Batch Evict Kernels#

struct KVLayerInfo#

Per-layer KV cache metadata for batched kernel operations.

Public Members

void *data#: Pointer to this layer’s KV buffer [maxB, 2, H, S, D].

int32_t numKVHeads#: Number of KV heads for this layer.

int32_t maxSeqLen#: Max sequence length for this layer.

void trt_edgellm::kernel::compactKVCacheSingleLayer( rt::Tensor &kvCacheLayer, rt::Tensor const &batchMapping, rt::Tensor const &kvCacheLengths, rt::Tensor &dstKVCacheLengths, int32_t oldActiveBatch, int32_t newActiveBatch, bool updateLengths, cudaStream_t stream )#

Compact a single layer’s KV cache by removing evicted batches.

Single-layer variant of compactKVCache for per-layer heterogeneous KV cache.

Parameters:

kvCacheLayer – [maxBatch, 2, numKVHeads, maxSeq, headDim] single-layer buffer (in/out)
batchMapping – [oldActiveBatch] GPU tensor, mapping[i] = newBatchIdx or -1 (evict)
kvCacheLengths – [maxBatch] GPU tensor of sequence lengths (const input)
dstKVCacheLengths – [maxBatch] GPU tensor for compacted lengths (output, may alias kvCacheLengths)
oldActiveBatch – Number of batches before eviction
newActiveBatch – Number of batches after eviction
updateLengths – If true, update dstKVCacheLengths (only first layer should do this)
stream – CUDA stream

void trt_edgellm::kernel::compactTensorBatch( rt::Tensor const &src, rt::Tensor const &batchMapping, rt::Tensor &dst, int32_t oldActiveBatch, int32_t newActiveBatch, cudaStream_t stream )#

Generic tensor compaction along batch dimension.

This kernel compacts a tensor by removing evicted batches.

Note

Assumes batch dimension is the first dimension (dim 0)

Note

For in-place operation, pass the same tensor as both src and dst

Parameters:

src – Source tensor (const input)
batchMapping – [oldActiveBatch] GPU tensor (const input), mapping[i] = newBatchIdx or -1
dst – Destination tensor (output, can be same as src for in-place operation)
oldActiveBatch – Number of batches before eviction
newActiveBatch – Number of batches after eviction
stream – CUDA stream

Throws:

std::runtime_error – if tensors are not located on the GPU, or tensor shapes are invalid

void trt_edgellm::kernel::compactKVCacheBatched( KVLayerInfo const *layerInfos, rt::Tensor const &batchMapping, rt::Tensor const &kvCacheLengths, int32_t numLayers, int32_t headDim, nvinfer1::DataType kvCacheType, int32_t maxKVHeads, int32_t maxBatchSize, int32_t oldActiveBatch, int32_t newActiveBatch, cudaStream_t stream )#

Batched compaction across multiple layers in a single kernel launch.
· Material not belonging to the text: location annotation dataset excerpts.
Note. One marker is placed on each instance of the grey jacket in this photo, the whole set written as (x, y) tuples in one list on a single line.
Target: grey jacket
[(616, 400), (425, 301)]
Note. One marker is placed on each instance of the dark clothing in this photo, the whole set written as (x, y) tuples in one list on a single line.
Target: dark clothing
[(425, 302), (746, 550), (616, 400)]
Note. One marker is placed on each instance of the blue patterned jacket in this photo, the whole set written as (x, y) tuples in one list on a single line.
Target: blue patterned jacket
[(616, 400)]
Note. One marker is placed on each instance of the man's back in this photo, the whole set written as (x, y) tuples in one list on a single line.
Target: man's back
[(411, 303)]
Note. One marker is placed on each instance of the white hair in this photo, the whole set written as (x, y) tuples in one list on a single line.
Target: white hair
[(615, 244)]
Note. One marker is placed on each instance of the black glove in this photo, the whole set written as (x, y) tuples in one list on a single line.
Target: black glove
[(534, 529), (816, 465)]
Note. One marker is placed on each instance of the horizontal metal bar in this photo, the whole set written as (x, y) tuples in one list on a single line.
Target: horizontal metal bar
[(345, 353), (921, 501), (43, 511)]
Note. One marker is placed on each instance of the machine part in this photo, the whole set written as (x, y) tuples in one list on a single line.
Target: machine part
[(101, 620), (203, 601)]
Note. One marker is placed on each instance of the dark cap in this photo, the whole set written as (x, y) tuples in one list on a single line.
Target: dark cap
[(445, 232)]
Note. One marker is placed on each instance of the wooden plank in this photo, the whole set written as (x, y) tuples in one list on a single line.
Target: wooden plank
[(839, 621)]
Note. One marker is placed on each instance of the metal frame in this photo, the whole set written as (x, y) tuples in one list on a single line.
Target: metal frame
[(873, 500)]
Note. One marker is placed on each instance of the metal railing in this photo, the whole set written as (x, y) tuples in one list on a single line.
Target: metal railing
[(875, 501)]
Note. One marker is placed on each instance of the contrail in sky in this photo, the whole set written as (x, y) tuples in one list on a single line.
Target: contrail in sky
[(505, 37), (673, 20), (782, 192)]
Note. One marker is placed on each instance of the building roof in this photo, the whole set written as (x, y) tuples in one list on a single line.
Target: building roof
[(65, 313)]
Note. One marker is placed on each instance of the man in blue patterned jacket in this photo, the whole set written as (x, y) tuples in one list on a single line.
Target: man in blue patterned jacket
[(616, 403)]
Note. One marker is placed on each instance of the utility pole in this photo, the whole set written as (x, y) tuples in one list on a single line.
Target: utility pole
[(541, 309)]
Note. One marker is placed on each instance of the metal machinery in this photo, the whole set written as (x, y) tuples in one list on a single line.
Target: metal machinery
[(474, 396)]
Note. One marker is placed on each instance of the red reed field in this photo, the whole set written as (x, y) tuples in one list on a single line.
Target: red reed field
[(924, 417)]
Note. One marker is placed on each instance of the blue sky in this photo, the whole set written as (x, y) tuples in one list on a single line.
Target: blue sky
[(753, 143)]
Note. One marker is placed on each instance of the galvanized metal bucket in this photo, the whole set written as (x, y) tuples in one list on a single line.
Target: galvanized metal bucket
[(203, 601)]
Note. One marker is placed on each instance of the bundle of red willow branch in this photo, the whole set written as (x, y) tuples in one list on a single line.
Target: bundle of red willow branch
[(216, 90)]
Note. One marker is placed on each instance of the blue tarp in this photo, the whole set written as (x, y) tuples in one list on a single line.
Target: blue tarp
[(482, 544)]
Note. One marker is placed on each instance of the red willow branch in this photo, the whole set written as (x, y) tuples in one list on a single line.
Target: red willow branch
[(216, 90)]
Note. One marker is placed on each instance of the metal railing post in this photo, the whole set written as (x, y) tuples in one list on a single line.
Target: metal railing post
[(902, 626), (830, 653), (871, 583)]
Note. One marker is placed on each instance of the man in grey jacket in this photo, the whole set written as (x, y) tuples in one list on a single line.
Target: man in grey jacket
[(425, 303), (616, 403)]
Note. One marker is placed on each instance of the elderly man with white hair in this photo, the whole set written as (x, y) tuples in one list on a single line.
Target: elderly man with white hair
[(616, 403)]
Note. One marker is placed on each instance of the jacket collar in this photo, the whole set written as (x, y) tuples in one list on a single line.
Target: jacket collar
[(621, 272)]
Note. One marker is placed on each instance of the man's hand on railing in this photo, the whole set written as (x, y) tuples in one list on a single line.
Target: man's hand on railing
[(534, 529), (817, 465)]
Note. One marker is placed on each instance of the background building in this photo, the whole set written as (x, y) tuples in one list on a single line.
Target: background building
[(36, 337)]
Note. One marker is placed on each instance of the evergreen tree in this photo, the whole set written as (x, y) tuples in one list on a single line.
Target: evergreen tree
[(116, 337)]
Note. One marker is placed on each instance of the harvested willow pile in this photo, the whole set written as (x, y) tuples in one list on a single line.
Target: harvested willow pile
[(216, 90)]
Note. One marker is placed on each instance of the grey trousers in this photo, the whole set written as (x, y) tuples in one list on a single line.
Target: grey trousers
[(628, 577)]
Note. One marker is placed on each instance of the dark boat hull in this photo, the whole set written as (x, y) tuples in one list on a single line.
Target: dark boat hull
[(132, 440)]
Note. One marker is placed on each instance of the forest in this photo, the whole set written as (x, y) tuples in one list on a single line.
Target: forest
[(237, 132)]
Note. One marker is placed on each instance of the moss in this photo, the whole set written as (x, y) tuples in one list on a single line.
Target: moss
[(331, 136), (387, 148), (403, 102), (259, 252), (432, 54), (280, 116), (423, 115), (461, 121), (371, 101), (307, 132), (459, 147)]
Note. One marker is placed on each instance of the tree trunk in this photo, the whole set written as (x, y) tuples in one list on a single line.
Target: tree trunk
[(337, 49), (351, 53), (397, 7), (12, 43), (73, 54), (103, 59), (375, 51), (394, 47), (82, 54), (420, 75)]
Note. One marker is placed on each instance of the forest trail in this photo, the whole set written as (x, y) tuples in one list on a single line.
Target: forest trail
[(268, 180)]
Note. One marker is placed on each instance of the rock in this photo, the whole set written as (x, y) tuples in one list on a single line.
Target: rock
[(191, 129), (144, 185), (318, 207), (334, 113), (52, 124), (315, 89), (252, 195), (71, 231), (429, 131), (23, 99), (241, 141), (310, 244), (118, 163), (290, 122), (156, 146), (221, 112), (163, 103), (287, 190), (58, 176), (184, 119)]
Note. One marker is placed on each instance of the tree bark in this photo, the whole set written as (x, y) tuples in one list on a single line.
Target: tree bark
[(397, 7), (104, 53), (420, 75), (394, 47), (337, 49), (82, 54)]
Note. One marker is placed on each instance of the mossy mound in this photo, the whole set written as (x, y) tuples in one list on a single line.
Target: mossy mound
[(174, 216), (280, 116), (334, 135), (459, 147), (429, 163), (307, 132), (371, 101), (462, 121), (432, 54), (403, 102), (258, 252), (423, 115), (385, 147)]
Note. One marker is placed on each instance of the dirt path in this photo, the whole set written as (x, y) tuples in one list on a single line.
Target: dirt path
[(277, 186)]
All layers in the batch must share the same headDim (template-selected). Layers may have different numKVHeads and maxSeqLen.

Parameters:

layerInfos – [numLayers] GPU array of KVLayerInfo
batchMapping – [oldActiveBatch] GPU tensor
kvCacheLengths – [maxBatch] GPU tensor of sequence lengths
numLayers – Number of layers in this batch
headDim – Head dimension (same for all layers in batch)
kvCacheType – KV cache storage dtype (kHALF or kFP8); controls element size for stride calculation
maxKVHeads – Maximum numKVHeads across all layers (for grid sizing)
maxBatchSize – Max batch size
oldActiveBatch – Batches before eviction
newActiveBatch – Batches after eviction
stream – CUDA stream